All’apparenza meno cruenta, la battaglia in casa socialista per il prossimo candidato alla presidenza ha peró già fatto una vittima: quel Manuel Valls che fino a poco tempo fa tutti credevano essere l’erede designato del partito sembra ormai essere uscito di scena. Il suo incarico di Primo Ministro ha letteralmente lacerato la sua popolarità e alcune sue incertezze (vedi il dibattito sulla perdita della nazionalità per i ritenuti colpevoli di terrorismo o la presa di posizione sull’ex Ministro dell’Economia Arnaud Montebourg) hanno disfatto sul nascere le velleità dell’uomo forte della sinistra. Un risultato che molti davano per scontato vista la strategia, molto italiana, utilizzata da Hollande di bruciare i suoi avversari interni (non importa se tra questi ci sia anche sua moglie: vedi Ségolène Royal) e restare l’unica soluzione possibile.

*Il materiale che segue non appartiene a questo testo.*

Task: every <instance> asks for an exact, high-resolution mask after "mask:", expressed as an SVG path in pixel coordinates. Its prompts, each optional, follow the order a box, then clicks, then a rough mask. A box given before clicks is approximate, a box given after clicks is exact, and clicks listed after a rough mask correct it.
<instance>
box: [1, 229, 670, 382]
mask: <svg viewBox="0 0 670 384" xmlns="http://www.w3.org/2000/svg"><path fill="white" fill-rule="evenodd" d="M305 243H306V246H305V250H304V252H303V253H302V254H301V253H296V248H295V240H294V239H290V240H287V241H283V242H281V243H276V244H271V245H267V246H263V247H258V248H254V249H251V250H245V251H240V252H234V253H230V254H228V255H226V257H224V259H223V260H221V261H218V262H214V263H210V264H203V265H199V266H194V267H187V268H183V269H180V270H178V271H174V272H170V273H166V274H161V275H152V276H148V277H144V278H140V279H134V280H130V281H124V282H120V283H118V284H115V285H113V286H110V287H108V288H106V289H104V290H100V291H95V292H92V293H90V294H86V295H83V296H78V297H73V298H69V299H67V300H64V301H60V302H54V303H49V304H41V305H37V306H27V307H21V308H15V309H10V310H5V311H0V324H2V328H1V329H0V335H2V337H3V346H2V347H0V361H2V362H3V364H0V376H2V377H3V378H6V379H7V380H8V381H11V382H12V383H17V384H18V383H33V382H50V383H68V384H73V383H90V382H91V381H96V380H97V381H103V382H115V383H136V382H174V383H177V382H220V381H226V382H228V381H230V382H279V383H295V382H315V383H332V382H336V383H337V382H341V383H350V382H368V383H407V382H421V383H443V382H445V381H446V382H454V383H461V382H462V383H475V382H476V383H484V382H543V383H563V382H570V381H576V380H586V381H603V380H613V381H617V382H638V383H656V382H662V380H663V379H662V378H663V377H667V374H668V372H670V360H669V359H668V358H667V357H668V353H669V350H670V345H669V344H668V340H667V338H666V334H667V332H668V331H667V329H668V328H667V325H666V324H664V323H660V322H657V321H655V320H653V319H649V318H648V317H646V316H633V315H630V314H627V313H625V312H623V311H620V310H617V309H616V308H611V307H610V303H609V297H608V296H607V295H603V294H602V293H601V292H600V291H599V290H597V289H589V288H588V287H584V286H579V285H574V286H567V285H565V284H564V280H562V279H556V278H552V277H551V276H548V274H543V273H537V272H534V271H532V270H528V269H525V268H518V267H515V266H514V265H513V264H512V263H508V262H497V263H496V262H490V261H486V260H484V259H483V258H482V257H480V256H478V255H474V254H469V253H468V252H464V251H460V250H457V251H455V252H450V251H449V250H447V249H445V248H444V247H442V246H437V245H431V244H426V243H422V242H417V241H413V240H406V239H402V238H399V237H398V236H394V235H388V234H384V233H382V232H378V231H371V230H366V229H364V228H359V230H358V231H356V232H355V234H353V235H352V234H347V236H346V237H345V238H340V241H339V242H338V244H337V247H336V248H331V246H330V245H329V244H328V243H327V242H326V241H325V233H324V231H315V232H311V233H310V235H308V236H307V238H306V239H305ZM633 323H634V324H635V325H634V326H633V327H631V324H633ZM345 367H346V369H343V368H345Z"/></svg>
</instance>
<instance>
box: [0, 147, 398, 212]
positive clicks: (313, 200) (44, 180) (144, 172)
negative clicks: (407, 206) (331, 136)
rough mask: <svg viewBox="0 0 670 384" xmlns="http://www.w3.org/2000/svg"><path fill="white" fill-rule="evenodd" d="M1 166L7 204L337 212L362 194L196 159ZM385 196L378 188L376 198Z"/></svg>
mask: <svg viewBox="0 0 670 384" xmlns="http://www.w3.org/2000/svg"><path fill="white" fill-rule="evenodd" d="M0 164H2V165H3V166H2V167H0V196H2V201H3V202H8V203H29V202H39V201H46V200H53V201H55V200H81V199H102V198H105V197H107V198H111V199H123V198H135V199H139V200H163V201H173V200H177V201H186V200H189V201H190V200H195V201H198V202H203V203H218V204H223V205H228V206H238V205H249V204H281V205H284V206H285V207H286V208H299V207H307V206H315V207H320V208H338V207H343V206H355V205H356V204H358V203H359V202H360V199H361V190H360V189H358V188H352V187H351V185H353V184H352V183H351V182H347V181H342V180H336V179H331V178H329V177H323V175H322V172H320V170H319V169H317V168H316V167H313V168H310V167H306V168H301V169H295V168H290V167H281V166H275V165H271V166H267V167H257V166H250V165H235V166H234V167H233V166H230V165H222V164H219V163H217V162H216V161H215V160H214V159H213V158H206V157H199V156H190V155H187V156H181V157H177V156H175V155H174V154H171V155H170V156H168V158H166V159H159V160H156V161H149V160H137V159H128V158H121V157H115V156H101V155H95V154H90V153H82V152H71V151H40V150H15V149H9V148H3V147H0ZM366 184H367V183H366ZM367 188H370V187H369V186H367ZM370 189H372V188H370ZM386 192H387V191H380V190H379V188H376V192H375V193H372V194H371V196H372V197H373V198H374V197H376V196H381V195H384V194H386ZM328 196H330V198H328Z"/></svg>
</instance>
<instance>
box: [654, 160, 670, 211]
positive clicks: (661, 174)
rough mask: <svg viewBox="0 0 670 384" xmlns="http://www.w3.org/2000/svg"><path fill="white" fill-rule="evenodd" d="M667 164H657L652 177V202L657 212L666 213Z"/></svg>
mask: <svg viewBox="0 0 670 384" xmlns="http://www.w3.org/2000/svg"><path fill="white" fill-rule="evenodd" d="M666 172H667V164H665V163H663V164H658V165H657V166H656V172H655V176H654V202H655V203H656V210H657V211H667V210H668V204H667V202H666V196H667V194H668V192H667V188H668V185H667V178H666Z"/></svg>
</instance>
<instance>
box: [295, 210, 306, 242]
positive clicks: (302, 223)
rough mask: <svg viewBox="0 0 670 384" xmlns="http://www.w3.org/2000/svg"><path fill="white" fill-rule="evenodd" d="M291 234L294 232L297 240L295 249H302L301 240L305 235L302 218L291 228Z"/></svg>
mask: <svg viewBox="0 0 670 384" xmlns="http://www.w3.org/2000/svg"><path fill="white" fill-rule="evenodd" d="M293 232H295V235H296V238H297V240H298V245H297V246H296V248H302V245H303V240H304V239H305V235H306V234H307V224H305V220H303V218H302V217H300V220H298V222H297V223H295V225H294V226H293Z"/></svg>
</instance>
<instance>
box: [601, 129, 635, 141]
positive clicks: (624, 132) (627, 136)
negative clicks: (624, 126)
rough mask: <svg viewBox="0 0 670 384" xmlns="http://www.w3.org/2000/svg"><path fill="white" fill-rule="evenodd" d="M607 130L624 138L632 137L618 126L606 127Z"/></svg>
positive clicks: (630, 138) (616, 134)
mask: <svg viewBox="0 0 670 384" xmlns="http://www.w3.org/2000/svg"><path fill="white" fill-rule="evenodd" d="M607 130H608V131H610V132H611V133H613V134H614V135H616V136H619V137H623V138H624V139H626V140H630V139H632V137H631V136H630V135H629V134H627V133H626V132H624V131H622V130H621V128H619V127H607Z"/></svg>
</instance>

Chissà che anche stavolta il buon François non abbia ancora indovinato la mossa vincente per essere nuovamente il candidato della «gauche» senza passare per delle consultazioni primarie che suonerebbero già una sconfitta per un presidente della Repubblica in carica.
Certo le basi di partenza non sono le migliori: il numero di disoccupati che non accenna a diminuire, le beghe interne al partito con la nascita dei frondisti e dei lealisti, la politica internazionale qualche volta troppo aggressiva (come all’inizio della guerra in Siria), il problema degli immigrati e naturalmente la patata bollente Emmanuel Macron. Proprio quest’ultimo con il suo movimento «En marche» potrebbe rivelarsi il vero asso nella manica di Hollande. Uomo di fiducia sulle questioni economiche del presidente, sostenuto dalla corrente liberale dei socialisti ( tra gli altri Gerard Collomb, sindaco e padre padrone di Lione dal 2001), questo giovane rampante forte dell’esperienza nella banca d’affari Rothschild ha fatto subito parlare di sè attirandosi le antipatie dei sostenitori del suo partito di riferimento (al quale non ha peró mai aderito) e le simpatie di una parte di elettorato della destra moderata che non si riconosce più nelle vecchie ricette dei ténors Repubblicani. La sua candidatura potrebbe, infatti, far ritrovare Hollande e Le Pen al secondo turno e a quel punto, secondo la tradizione dell’ «alleanza repubblicana», l’attuale presidente della Repubblica verrebbe rieletto, come accaduto nel 2002 a Chirac.
Un rischio che potrebbe rivelarsi fatale ma che secondo molti sondaggisti, sarebbe il solo modo per assicurare ad Hollande un secondo mandato.